Fábio de Melo e Marcelo Rossi revoltam internautas após apoiarem padre acusado de abusos sexuais

Os padres Fábio de Melo e Marcelo Rossi são os mais novos cancelados nas redes sociais. A revolta começou depois que os dois apareceram neste domingo (03) no Fantástico para defender o arcebispo de Belém, Dom Alberto Taveira Corrêa, acusado de abuso sexual por quatro ex-seminaristas.

A reportagem exibiu a gravação em que os quatro rapazes de famílias simples e muito religiosas, sem mostrar o rosto, contam detalhes das investidas sexuais não consentidas em encontros privados.

Depois da divulgação dos vídeos, Dom Alberto recebeu a solidariedade de ex-seminaristas e padres, entre eles, Marcelo Rossi e Fábio de Melo.

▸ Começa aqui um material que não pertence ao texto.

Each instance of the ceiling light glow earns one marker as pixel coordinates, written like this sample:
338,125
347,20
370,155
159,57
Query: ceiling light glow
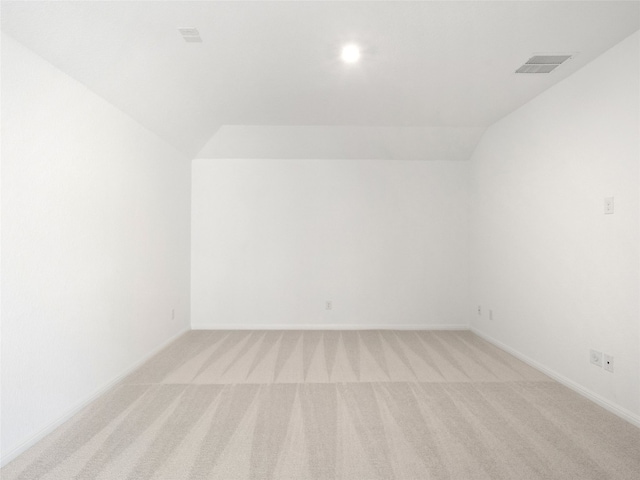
350,53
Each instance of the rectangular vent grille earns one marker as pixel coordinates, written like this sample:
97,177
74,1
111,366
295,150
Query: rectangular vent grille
190,34
543,63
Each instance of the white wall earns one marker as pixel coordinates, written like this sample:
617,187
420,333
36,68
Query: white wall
560,276
95,244
342,142
385,241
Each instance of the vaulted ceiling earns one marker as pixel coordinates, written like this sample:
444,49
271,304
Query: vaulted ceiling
266,81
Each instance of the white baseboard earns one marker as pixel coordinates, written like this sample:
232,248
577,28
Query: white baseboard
323,326
82,404
621,412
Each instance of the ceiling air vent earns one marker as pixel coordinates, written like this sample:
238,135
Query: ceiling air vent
543,63
190,35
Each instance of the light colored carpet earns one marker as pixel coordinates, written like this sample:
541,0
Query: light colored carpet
336,405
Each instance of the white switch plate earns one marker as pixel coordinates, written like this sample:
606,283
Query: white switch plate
608,205
596,358
608,363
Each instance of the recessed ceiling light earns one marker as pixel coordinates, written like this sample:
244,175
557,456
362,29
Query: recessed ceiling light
350,53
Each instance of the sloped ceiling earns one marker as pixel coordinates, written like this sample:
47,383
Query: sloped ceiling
433,75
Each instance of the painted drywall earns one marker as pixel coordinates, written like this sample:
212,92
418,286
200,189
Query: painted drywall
95,244
559,275
342,142
384,241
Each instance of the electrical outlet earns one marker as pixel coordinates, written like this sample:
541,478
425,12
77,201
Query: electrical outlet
596,358
608,363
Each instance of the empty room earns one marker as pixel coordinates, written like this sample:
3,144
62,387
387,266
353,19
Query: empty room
349,240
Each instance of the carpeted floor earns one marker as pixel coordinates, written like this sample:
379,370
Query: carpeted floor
336,405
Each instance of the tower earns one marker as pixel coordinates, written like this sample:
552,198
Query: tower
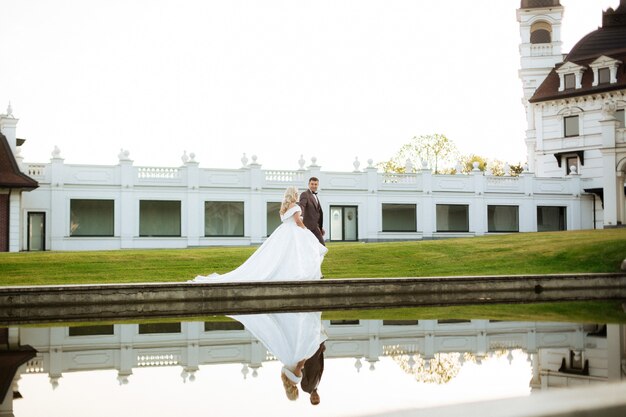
540,51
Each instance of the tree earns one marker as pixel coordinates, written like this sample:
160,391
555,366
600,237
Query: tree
435,149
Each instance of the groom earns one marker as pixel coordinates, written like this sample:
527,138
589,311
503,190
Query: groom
312,215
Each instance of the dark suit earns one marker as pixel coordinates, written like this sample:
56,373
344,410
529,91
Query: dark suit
312,215
313,369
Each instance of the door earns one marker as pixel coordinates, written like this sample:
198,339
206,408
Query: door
344,223
36,231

“Dom Alberto já me amparou muitas vezes. Eu gostaria que as minhas orações e o meu carinho fizessem o mesmo por ele, neste momento”, disse o padre Fábio de Melo.

“Nessa hora de combate, estamos juntos em oração”, declarou o padre Marcelo Rossi.

No Twitter, o assunto chegou aos trending topics.

“É muito grave os padres pop da Globo Fabio de Melo e Marcelo Rossi colocarem publicamente seu apoio ao Arcebispo acusado de abuso sexual por 4 pessoas. No mínimo, se calassem até as investigações serem concluídas. E ainda assim, seria feio. Isso so desencoraja novas denuncias”, tuitou @PeterMr

“o arcebispo dom Alberto abusou de 4 meninos e tem apoio de TODA igreja oq me dá nojo e até o padre Fábio de Melo q vive nas redes sociais se dizendo todo moderno mas qnd acontece casos assim ele vai logo defendendo o padre pedófilo”, escreveu @alvemani

O arcebispo também recebeu o apoio de instituições ligadas à Igreja: a direção do seminário São Pio X, em Belém, divulgou uma nota de repúdio contra as acusações.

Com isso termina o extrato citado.